Fine roots collectively comprise the majority of total length of a root system in many perennial and annual plants.[5] As they age and develop, their function shifts from primarily acquiring soil resources to transporting materials to other parts of the plant body.[2][1][6] The primary function of a fine root can be determined based on its functional characteristics.[1]

The traits of a plant species's fine roots are thought to be indicative of that species's evolved strategy for soil resource acquisition.[7] Certain characteristics of fine-root growth and physiology are highly plastic, however, allowing a plant's roots to respond to the nature of the local soil environment.[2][3] Fine roots have been shown to respond to soil nutrient patches.[8][7] Responses include the lengthening of root segments and increased total length of fine roots, increased initiation of lateral roots, and increased branching.[8][9] The effect of these responses on a plant's nutrient uptake is unclear.[8] In multiple ecosystem types and forest stand ages, fine-root biomass has been found to decrease with increasing soil depth.[7] Similarly, fine-root nitrogen concentration has been shown to be lower in deeper soil.[7] These shifts may reflect vertical changes in the nature of soil, as shallow soils may have greater available nutrient content than deep soils.[10][11] Features that appear to be lateral branch scars have been observed on fine roots, indicating that some fine roots are deciduous.[2]

Classification

Traditionally, fine roots are defined as plant roots with a diameter of two millimeters or less.[1] This size-based definition is arbitrary, as it does not clearly or logically define fine roots based on anatomy, morphology, physiology, and/or function.[2][5] Early studies that used this definition assumed that all roots in the two millimeter size class are functionally alike, but many successive studies have shown that roots in this size class can have different demographic and functional traits.[1]

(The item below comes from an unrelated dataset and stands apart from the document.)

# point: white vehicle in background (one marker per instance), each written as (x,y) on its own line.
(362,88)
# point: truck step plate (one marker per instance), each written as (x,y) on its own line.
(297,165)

Within the two millimeter size class, roots can be highly variable in characteristics and function. To account for this, root biologists have begun to define subcategories of fine roots based on root diameter, position in the root branching hierarchy, and function.

Diameter-based classes

As a group, fine roots are most consistently defined by the diameter cutoff of two millimeters. In recognition of the variety of root traits and functions within this category and the relationship between diameter and function, smaller diameter classes have been used in recent research. Studies focusing only on roots that function in resource acquisition have examined roots under one millimeter or 0.5 millimeters.[1] Roots with a diameter less than 0.5 millimeters have been termed 'very fine roots'.[2][12] Because fine-root traits[13] like diameter vary by species, and research examining the function of different root sizes in different species is limited, diameter-based classes of fine roots are mostly arbitrary and complicate cross-species comparisons.[6][1] For example, two-millimeter-diameter fine roots may occur in trees, but would be very large roots in many annual and perennial species of crops.[14]

Order-based classes

This classification system assigns an order number to a root based on that root's position in the branching hierarchy of the root system, and is based on the Horton-Strahler scheme for ordering stream tributaries.[15] The most distal segments of the root system (unbranched root segments that end in root tips) are classified as first-order roots. When two roots of the same order converge, the root that results from their combination is assigned the next highest root order (so two first-order roots merge to form a second-order root).[2] When two root segments of different orders meet, the resulting root is given the higher order of the two roots that merged (so a second-order and a first-order root combine to form a second-order root).[2] This classification system is common in modern root research, as many studies have shown that significant differences in fine-root traits can be detected when distinguishing roots by order.[1] Traits that have been shown to increase with root order include root diameter, life span, and secondary growth, while root nitrogen content, mycorrhizal colonization, and turnover have shown decreases with increasing root order.[1]

Diagram of a branching structure with numbers assigned to each segment. All distal segments are numbered "1." When two segments of the same order meet, the segment that results from their combination is given the next highest order. When two segments of different orders meet, the resulting segment is given the higher order of the two combining segments.
Orders assigned to stream segments using the Horton–Strahler ordering scheme. Root orders are assigned using this scheme.

Function-based classes

By this system, fine roots are classified as either absorptive fine roots or transport fine roots.[1] Absorptive fine roots mostly function in acquiring soil resources and comprise the most distal segments of a root system (lower-order segments).[1] Transport fine roots result from the merging of absorptive fine roots and are therefore higher in root order. Primarily, transport fine roots transport plant materials and support plant structure, but may also store plant materials.[1] These functional classes can often be distinguished visually in trees, but not in crops.[14]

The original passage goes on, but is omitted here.